Interview prompts you should be ready for

  1. "Why does an ads team train with BCE and a search-results team sometimes get away with pairwise loss?" (Probes: do you understand that ads consume probabilities — eCPM = bid × P(click) — while a feed only consumes order? Pairwise loss is shift-invariant; the model never learns the absolute level.)
  2. "Your CTR model has AUC 0.85 but the auction is bidding wildly. Diagnose." (Probes: AUC is invariant to monotone transforms of the score; the absolute level can be arbitrarily off while AUC stays high. The fix is a reliability diagram + ECE + a post-hoc calibrator. Then check upstream causes: missing log-Q correction, prior shift, feature staleness.)
  3. "Walk me through Platt scaling vs isotonic regression. When is each appropriate?" (Probes: parametric vs non-parametric, data requirements, the shape of distortions each can correct, the failure modes — Platt assumes a sigmoid distortion, isotonic needs enough data per knot.)
  4. "Your training data is 50% positive (downsampled), but production is 2% positive. What goes wrong if you don't correct?" (Probes: the model's predicted probabilities will sit near 0.5 on average. The auction multiplies these by bid and over-bids by ≈25×. The fix is the well-known log-odds correction: subtract log(ptrain / (1 − ptrain)) − log(pserve / (1 − pserve)) from the logit.)
  5. "When would you reach for LambdaRank instead of pointwise BCE?" (Probes: GBDT-based ranker for web search where the metric is rank-aware (NDCG), no downstream consumer needs a probability, dataset is judged not click-logged. Don't reach for it in an ads stack.)
  6. "Calibrated AUC vs uncalibrated AUC — same or different?" (Same. AUC is invariant to any monotone transform of the score, and every post-hoc calibrator is monotone. Calibration cannot change AUC. Junior candidates often think it does.)
  7. "Your watch-time head uses MSE and predictions are dominated by a few users who leave videos playing overnight.

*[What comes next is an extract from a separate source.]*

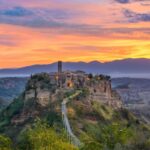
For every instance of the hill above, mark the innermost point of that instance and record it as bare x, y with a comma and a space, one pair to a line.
11, 88
119, 68
92, 112
135, 94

What's wrong and what do you switch to?" (Probes: MSE's gradient is the raw residual, so one 3-hour session contributes a gradient ~180× a normal one and the optimizer refits the bulk to chase that one outlier. Switch to Huber/smooth-MAE — quadratic inside δ, linear outside, so the outlier's gradient clips at δ. If the target is long-tailed rather than just outlier-y, a Gamma NLL measures relative error and lets variance scale with the mean. Bonus: YouTube's watch-time-weighted-LR, where the odds e^{z} ≈ E[\text{watch-time}].)
  8. "You have a sparse 'share' head (0.1% positive) and a noisy 'swipe-speed' head alongside a clean CTR head. How do you design the losses and combine them?" (Probes: per-head shape first — Focal loss for the sparse share head, the (1−p)^{γ} factor fading out the easy negatives that swamp BCE; Huber for the noisy swipe-speed. Then fusion — uncertainty weighting L = Σ (1/2σi²)Li + log σi auto-down-weights the noisy head via a learned σ, with log σ preventing the σ→∞ cheat. Don't reach straight for MMoE/GradNorm — that's lesson 12, and it's a separate axis from the per-head loss shape.)
Takeaway
The loss decides what the output means. BCE makes the output a probability (calibration is native); pairwise/listwise make the output a ranking score (calibration must be added post-hoc). Ads consume probabilities, so the ads stack uses BCE plus an explicit calibration layer; recsys feeds only consume order and can sometimes skip both. When debugging a "good AUC but bad bidding" story, the answer is always somewhere on the calibration axis, and the right calibrator depends on whether the distortion is over/underconfidence (temperature), prior-shift (Platt), or non-monotone bends (isotonic).